JK: Sure, the first Assassin’s Creed game was shown to me through concept art at a video game trade show behind closed doors. I could hardly believe what Ubisoft was trying to achieve and no-one had attempted anything like this before. Assassin’s Creed helped give birth to a whole new genre of open- world games, where you could climb any building and go anywhere in the world. The parkour aspect really made for a whole new experience; it was like a platforming game in a realistic detailed open-world.
The first Assassin’s Creed was a huge challenge and we had to invent and figure things out as we went along. The foundation of Assassin’s Creed was created here and that included the music style which to this day uses many of the same building blocks we came up with for AC1. The first Assassin’s Creed was a huge blockbuster and these days the series has sold over 155 million games making it one of the most successful video game franchises of all time.
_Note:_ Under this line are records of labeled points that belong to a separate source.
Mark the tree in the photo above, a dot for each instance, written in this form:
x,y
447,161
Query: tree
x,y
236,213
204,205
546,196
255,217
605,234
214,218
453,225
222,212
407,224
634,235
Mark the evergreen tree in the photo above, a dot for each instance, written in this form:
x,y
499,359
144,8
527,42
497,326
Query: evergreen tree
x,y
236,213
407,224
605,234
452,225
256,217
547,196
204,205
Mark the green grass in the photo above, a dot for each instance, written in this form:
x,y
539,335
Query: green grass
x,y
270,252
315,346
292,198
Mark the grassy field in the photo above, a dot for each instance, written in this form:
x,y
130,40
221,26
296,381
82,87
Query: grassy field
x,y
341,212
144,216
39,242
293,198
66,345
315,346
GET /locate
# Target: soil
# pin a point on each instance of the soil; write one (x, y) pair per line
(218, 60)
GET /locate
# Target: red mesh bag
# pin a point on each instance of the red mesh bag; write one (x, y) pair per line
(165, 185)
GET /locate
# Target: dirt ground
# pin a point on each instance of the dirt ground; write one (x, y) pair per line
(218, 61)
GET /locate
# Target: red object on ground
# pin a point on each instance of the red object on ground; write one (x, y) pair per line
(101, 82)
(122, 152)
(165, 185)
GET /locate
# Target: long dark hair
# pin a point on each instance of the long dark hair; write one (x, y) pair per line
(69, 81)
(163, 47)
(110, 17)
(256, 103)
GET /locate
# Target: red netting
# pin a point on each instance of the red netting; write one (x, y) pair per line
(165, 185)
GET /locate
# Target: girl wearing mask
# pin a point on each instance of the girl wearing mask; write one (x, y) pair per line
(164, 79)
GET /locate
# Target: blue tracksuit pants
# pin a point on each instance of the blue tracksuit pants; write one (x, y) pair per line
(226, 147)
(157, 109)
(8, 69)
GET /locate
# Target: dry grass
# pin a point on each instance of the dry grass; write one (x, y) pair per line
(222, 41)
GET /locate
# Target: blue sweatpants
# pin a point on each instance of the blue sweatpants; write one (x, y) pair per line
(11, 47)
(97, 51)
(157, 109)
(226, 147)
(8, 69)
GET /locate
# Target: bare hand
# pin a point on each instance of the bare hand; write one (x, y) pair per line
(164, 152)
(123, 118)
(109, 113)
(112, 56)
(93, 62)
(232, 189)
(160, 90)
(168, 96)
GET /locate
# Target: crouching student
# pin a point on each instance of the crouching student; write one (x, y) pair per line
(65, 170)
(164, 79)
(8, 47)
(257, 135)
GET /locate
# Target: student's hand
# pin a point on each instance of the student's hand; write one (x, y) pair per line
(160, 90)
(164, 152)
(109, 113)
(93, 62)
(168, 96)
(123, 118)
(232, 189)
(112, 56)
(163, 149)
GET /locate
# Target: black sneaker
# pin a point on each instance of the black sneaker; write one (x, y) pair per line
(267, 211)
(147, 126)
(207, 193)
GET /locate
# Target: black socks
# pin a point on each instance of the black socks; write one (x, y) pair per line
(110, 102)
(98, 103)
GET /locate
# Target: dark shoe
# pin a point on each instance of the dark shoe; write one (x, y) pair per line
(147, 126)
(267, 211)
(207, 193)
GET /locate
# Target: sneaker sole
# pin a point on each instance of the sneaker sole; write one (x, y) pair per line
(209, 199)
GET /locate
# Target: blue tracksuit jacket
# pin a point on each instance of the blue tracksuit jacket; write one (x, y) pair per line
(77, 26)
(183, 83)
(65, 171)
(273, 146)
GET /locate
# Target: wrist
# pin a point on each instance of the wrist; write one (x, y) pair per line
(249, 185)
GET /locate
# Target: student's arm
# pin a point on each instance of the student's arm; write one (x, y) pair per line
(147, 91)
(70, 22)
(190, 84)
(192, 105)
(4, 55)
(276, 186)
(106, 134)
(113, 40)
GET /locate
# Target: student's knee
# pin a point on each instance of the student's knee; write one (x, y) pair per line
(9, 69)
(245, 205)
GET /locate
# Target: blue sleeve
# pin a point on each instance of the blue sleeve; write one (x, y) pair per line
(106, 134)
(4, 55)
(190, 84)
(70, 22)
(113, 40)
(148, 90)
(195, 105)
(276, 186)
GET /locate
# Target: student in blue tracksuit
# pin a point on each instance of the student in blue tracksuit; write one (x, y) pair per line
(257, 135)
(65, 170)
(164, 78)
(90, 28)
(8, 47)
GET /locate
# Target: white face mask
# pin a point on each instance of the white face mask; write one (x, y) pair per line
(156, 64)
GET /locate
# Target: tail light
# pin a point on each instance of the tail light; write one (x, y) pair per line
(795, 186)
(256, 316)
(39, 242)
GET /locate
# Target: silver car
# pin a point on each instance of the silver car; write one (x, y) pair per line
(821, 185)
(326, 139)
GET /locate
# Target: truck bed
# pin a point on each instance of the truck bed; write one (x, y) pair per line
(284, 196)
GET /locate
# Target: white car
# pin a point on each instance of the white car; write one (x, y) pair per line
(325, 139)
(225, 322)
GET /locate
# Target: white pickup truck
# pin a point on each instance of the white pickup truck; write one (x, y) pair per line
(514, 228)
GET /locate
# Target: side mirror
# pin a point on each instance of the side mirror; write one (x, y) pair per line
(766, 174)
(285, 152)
SSM: For Assassin’s Creed Valhalla, was there a specific tone you wanted to convey to gamers?
JK: It was important that the score felt atmospheric and authentic to the time period. The vast open spaces in nature, from fjords to snow-covered mountain tops, from forests to rolling hillsides, it needed an open, epic and vast music style that gave a sense of scale. There was no comfort of city living, like many prior Assassin’s Creed games, this game takes place outdoors in rugged nature and at times hostile environments.
I recorded live instruments with a lot of air and used vintage equipment to help simulate instruments being recorded outside. Also, the Animus influences the music with a futuristic tone, meaning the live recordings are run through a lot of effects and filters to help remind us the game is played in a simulator.
SSM: What’s coming up next for you?
JK: Right now I’m scoring a feature animation fantasy film which is a lot of fun to work on. So much work goes into a single frame of animation, which takes hours to render. It’s a totally different way to compose music compared to video games.